Weslaco police is giving juvenile delinquents a second chance at getting their records cleared.

Weslaco police is giving juvenile delinquents a second chance at getting their records cleared.

It’s a program that state district judge, Renee Rodriguez-Betancourt, recommended to Weslaco police Chief Joel Rivera.

However, the police chief said it was one case involving a minor that made this program a priority.

"It was a heartbreaking case that I wish I could've maybe made helped out,” said Rivera. “It would've been a case tailored for this program.”

It’s a first offender program for minors who have committed a non-violent offense.

The juvenile would need to have a parent willing to also participate in the program and complete the courses, but Weslaco isn’t the only one that has it.

"I saw other successes such as the Mission Police Department, La Joya ISD Police Department, Edinburg Police Department, Pharr Police Department,” said Rivera. “I saw the contribution that it made into children's lives."

And so far, the level of success shows in numbers.

"So, out of the close to 150 kids, we have had less than 30 kids who have gone through the program repeat an offense,” said Chief Raul Gonzalez of La Joya ISD Police.
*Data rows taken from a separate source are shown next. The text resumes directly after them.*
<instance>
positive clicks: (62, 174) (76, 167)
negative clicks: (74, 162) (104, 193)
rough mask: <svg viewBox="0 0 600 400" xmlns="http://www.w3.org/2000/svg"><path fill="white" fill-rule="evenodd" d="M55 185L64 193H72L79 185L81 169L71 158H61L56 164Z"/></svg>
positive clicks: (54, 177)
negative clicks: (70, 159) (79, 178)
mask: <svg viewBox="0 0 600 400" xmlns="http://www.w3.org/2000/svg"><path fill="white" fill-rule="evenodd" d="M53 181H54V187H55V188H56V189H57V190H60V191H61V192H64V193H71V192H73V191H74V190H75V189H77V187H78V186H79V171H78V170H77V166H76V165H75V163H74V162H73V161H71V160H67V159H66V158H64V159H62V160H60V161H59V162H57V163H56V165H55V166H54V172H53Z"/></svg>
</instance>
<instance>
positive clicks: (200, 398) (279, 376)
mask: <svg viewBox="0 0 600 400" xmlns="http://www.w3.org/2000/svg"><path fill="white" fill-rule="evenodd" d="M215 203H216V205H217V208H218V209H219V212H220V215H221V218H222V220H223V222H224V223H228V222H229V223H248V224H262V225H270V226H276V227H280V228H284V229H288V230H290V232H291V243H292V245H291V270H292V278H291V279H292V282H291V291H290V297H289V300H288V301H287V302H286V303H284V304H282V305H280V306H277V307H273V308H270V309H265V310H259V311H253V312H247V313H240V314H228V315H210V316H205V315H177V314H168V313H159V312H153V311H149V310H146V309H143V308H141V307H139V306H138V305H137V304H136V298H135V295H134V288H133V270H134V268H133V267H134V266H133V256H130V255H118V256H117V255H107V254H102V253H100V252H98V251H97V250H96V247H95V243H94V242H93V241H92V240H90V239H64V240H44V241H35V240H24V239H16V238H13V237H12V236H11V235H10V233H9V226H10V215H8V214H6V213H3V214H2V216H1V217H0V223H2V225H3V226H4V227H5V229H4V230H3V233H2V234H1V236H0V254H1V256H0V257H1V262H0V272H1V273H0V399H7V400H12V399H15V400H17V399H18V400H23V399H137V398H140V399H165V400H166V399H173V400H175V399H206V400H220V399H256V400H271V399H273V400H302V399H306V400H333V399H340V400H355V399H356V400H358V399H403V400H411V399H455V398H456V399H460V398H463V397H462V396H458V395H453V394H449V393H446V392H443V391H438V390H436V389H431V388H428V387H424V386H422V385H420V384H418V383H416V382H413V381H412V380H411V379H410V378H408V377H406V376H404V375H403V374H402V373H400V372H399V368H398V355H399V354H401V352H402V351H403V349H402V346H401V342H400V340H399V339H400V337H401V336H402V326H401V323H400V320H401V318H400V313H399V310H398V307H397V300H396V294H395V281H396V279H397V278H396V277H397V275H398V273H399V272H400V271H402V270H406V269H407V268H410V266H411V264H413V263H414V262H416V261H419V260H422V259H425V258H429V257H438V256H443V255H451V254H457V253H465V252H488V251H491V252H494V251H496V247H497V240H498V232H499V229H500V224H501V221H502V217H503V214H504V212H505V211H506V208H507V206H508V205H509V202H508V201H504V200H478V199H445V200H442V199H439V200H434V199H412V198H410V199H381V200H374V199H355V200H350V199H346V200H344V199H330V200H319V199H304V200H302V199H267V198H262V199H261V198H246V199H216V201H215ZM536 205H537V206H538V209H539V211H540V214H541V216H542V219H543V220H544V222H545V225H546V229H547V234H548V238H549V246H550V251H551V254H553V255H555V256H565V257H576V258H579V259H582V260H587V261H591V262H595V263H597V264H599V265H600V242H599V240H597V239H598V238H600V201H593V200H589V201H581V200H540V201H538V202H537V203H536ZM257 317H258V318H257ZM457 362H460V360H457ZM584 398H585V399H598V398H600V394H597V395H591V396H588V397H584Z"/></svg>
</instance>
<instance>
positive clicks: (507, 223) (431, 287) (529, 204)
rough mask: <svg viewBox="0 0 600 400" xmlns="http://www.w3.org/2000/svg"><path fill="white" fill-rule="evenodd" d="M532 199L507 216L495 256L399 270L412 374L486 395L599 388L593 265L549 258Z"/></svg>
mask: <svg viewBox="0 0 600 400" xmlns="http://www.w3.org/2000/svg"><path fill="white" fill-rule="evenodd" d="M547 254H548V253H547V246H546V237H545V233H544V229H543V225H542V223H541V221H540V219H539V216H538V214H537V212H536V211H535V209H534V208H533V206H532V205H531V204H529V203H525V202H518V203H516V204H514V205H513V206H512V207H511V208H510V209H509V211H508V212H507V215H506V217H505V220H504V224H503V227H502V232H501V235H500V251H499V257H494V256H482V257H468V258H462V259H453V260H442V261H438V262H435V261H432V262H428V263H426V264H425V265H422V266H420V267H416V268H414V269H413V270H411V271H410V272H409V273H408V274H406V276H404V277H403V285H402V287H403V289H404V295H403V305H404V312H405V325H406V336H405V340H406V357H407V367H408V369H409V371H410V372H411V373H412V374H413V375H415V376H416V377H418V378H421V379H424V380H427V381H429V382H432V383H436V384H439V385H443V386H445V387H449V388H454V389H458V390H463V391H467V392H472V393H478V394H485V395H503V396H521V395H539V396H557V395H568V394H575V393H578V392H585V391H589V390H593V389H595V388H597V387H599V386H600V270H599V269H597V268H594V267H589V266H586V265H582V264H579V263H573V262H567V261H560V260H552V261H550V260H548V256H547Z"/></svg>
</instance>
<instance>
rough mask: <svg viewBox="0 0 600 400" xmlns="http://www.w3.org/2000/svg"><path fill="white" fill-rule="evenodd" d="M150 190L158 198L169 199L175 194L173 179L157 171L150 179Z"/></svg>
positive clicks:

La Joya ISD Police has had the program in place for three years now. They are the first police department within a school district in the state to implement it and their results have been recognized by the state.

Gonzalez said they have received funding from the state that they plan on using toward buying laptops and iPads for the program.

For the first year, the Weslaco School Board will work with the city to get the program started.

Weslaco ISD has agreed to pay for half the cost of a case manager.

After that time, the city will be funding the program through general funds or grant, but through the program the city hopes to help minors transition to adulthood.

"Some of the things that could happen should a juvenile get arrested for a class A or B misdemeanor, is that it has implications that can follow them into adulthood and minimize their opportunities at being a successful productive citizen,” said Rivera.

The chief said they are expected to have the program up and running in the next 4-6 months.